It is still not economical: in Arc at least 20 usd for task vs ~3 usd for a huma...

og_kalu · 2024-12-23T00:44:53 1734914693

Not necessarily. And this is the problem with ARC that people seem to forget.

- It's just a suite of visual puzzles. It's not like say GSM8K where proficiency in it gives some indication on Math proficiency in general.

- It's specifically a suite of puzzles that LLMs have shown particular difficulty in.

Basically how much compute it takes to handle a task in this benchmark does not correlate with how much it will take LLMs to compute tasks that people actually want to use LLMs for.
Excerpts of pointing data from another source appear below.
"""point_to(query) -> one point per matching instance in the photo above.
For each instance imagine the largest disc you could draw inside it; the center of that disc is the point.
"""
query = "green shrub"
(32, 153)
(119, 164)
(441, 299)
mrbungie · 2024-12-23T02:08:09 1734919689

If the benchmark is not representative of normal usage* then the benchmark and the plot being shown are not useful at all from a user/business perspective and the focus on the breakthrough scores of o3-low and o3-high in ARC-AGI would be highly misleading. And also the "representative" point is really moot from the discussion perspective (i.e. saying o3 stomps benchmarks, but the benchmarks aren't representative).

*I don't think that is the case as you can at least make relative conclusions (i.e. o3 vs o1 series, o3-low is 4x to 20x the cost for ~3x the perf). Even if it is pure marketing they expect people to draw conclusions using the perf/cost plot from Arc.

PS: I know there are more benchmarks like SWE-Bench and Frontier Math, but this is the only one showing data about o3-low/high costs without considering the CodeForces plot that includes o3-mini (that one does look interesting, though right now is vaporware) but does not separate between compute scale modes.

og_kalu · 2024-12-23T03:42:33 1734925353

>If the benchmark is not representative of normal usage* then the benchmark and the plot being shown are not useful at all from a user/business perspective and the focus on the breakthrough scores of o3-low and o3-high in ARC-AGI would be highly misleading.

ARC is a very hyped benchmark in the industry so letting us know the results is something any company would do whether it had a direct representation on normal usage or not.

>Even if it is pure marketing they expect people to draw conclusions using the perf/cost plot from Arc.

Again, people care about ARC, they don't care doing the things ARC questions ask. That it is un-economical to pay the price to use o3 for ARC does not mean it would be un-economical to do so for the tasks people actually want to use LLMs for. What does 3x the performance in say coding mean? You really think companies/users wouldn't put up with the increased price for that? You think they have Mturkers to turn to like they do with ARC?

ARC is literally the quintessential 'easy for humans, hard for ai' benchmark. Even if you discard the 'difficulty to price won't scale the same' argument, it makes no sense to use it for an economics comparison.

mrbungie · 2024-12-23T05:48:45 1734932925

In summary: so the "stomps benchmarks" means nothing for anyone trying to make decisions on that announcement (yet they show cost/perf info). It seems, hipey.